Ou, ba dan commen sommighe en segghen: kie Pater Corneli zijt doch te vreden: het sal te min volcx daer buyten ter predicacien gaen. Ja, ist waer? Ba ic hadde liever, en het waer veel beter, datse met duysenden daer buyten liepen hooren de haechpredicanten, want die verclaren huer lieder voor heretijcken en ketters, ba wel moetense varen. Ou, maer desen esel ghaet hier in zijn cap staen preken teghen de Casseboeven of Muylstooters, ba en dan loopt hy int Consistorie vande Guesen schocken en brocken met de Guesen en [135v] Guesinnen. Ba dat hy de cappe uut schudde en hangse op den tuyn, en beschijte hem. Ba wat seghdy my van dien rabbaut? Ba besiet doch waer met dat wij gheplaecht zijn. Ou, ba dat ick Bisschop van Brugghe waer, ba ick soude hem terstont uut jaghen, dat ick so soude.

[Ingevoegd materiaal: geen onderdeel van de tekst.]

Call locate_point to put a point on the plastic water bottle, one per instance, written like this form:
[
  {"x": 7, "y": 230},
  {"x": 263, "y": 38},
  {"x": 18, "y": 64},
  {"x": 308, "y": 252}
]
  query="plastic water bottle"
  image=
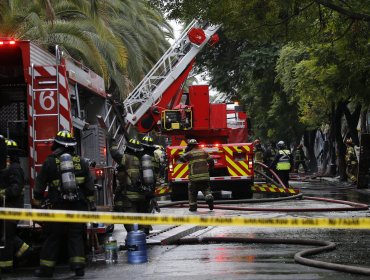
[
  {"x": 111, "y": 250},
  {"x": 136, "y": 246}
]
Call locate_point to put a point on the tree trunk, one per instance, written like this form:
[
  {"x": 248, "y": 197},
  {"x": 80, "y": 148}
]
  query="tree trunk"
[
  {"x": 341, "y": 147},
  {"x": 331, "y": 143},
  {"x": 309, "y": 142},
  {"x": 352, "y": 121}
]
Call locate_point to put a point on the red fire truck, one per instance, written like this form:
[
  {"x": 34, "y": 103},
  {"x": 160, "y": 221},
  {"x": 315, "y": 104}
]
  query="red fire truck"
[
  {"x": 158, "y": 102},
  {"x": 42, "y": 92}
]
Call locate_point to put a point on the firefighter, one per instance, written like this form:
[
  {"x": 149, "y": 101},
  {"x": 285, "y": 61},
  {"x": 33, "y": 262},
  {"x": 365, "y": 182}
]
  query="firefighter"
[
  {"x": 282, "y": 163},
  {"x": 12, "y": 191},
  {"x": 199, "y": 164},
  {"x": 258, "y": 156},
  {"x": 351, "y": 161},
  {"x": 299, "y": 159},
  {"x": 70, "y": 187},
  {"x": 270, "y": 153},
  {"x": 159, "y": 163},
  {"x": 128, "y": 196},
  {"x": 149, "y": 173}
]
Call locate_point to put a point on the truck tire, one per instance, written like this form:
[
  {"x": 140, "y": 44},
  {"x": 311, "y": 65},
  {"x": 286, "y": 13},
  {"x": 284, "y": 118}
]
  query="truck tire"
[{"x": 179, "y": 191}]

Deser gelijcke warringhen hadde hy noch in zijn sermoonen den .27. 28. Februarii ende int eerste van Martius, drie of vier dagen, teghen B. Carle Courtevile, Prior van de Carmelijten.
Den .2. Martii was B. Cornelis gecommen tot van het sacrament der Eucharistia te beghinnen prediken, dat is het sacrament des Lichaems en bloets Christi, twelck B. Cornelis altijts heet tsacrament des Outaers.
Ende als hy daer sommige gruwelicke sermoonen van tieren en gebaren, van brijsschen en crijsschen tegen de Calvinisten ende Lutherianen op ghepredict hadde, om te betoogen dat het warachtich natuerlicke vleesch Christi met huyt en met haer in dat sacrament is, soo begonst hy den .6. dach Martii te prediken teghen het gebruyck van beede gedaenten of beede specien in broot en wijn voor de leeken of wereltsche menschen, soo hijse heet.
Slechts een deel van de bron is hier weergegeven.